Der springende Punkt war ganz einfach, dass niemand in der Lage war, das Wasser, aus der Lunge zu bekommen.
Was nun die 2 Taucher aus diesem Dreierteam, später sagten, kann nicht auf Wahrheitsmäßigkeit von mir geprüft werden, dieses müssen Sie mit ihrem Gewissen selber ausmachen, vielleicht reagiert man als Arzt (beide sind Ärzte, ich weis nicht welche Richtung, tut auch nicht zur Sache) gegenüber dem Tod anders. Von der ägyptischen Polizei wurde auch nur der Mann des Artzehepaars vernommen.
Noch zur der Tauchbasis, aus einem Gespräch mit Peter (Leiter der Basis), lag auch eine Tauchuntersuchungsbescheinigung der Tauchbasis vor, wo der untersuchende Arzt dem Patienten bescheinigte, trotz seiner Krankheit (Bluthochdruck usw.) tauchen zu können.
Nach meiner Ansicht ist eigentlich der verunglückte Taucher selbst Schuld, da er trotz Bluthochdruck und nicht ausreichendem trainierten Körper taucht bzw. sollte man seine Tauchuntersuchung bei einem richtigen Taucharzt oder Klinik für Tauchmedizin machen lassen und nicht um der Ecke beim prakt. Arzt.
Was heißt in einem Schreiben, man geht zusammen vom Tauchboot (gleichzeitig), soll das ein Rudeltauchgang werden und mit der Ersten Hilfe beim Führerschein kommt man auch nicht weiter, bei einem Tauchunfall mit einem Ertrunkenen.
Fazit: Von mir wird ein Seminar besucht, HLW oder ähnliches speziell vielleicht für Taucher, damit ich noch besser reagieren kann.
Gruss
Antwort von Stephan K. am 13.11.2004 - 15:21 Tja, der einzige der richtige Angaben (Trennungsgrund) machen könnte ist tot.
Aber nochmal zum Restdruck:
Ich war eben im Schwimmbad und habe bei mit einem fremden Jacket getaucht und absichtlich die Flasche leergeatmet. Und damit meine ich wirklich leer, trotzdem zeigte der Finimeter noch 20 bar an.
Was ich damit sagen möchte ist, dass ein Finimeter genau sein sollte, aber nicht sein muss. Insbesonders Leihequiptment kann auch verstellt sein.
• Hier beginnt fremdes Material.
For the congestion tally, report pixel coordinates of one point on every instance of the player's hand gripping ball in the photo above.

Deshalb behaupte ich einfach, dass die Flasche des Toten leer ist und er ertrunken ist.
Einerseits spricht das auch für die Einhaltung der 30 Bar Restdruck in der Flasche und ausserdem sollte man ab und zu mal gegentesten ob der eigene Finimeter/Compi den korrekten Druck anzeigen.
Man brauch doch nur an ein und derselben Flasche (vorzugsweise eine leere PTG mit ca. 30 bar nehmen) mehrere Finimeter abwechselnd anschliessen. Dann weiss man ob man seine Instrumente mal zur Eichung geben sollte.
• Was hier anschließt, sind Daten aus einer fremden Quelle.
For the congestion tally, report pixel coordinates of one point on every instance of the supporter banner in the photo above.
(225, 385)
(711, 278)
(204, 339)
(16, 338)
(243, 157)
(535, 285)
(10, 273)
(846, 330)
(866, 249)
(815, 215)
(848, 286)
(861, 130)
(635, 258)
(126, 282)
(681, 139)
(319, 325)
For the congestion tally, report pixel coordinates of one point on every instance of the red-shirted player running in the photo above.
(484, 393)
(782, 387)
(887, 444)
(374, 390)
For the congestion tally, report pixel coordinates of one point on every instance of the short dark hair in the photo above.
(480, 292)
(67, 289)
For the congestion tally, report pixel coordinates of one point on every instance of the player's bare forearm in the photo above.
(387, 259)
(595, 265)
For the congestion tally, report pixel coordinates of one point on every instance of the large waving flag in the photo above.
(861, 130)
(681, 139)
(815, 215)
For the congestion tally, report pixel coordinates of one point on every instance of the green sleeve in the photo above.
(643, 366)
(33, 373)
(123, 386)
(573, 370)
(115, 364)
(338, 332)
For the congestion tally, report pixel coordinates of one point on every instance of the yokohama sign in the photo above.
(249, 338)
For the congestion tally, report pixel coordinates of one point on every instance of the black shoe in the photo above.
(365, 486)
Wahrscheinlich wieder mal ein Todesfall auf Grund von Kleinigkeiten, die summiert so ein tragisches Ende nehmen.
Wie schonmal vorher gepostet:
Normalerweise sieht es doch im Rotem Meer so aus, dass das Boot zu einem Riff fährt und alle recht zeitnah tauchen gehen. Nachdem ersten TG gibt es am selben Riff eine Oberflächenpause, bzw. evt. wird auch erst zum nächsten Tauchplatz gefahren.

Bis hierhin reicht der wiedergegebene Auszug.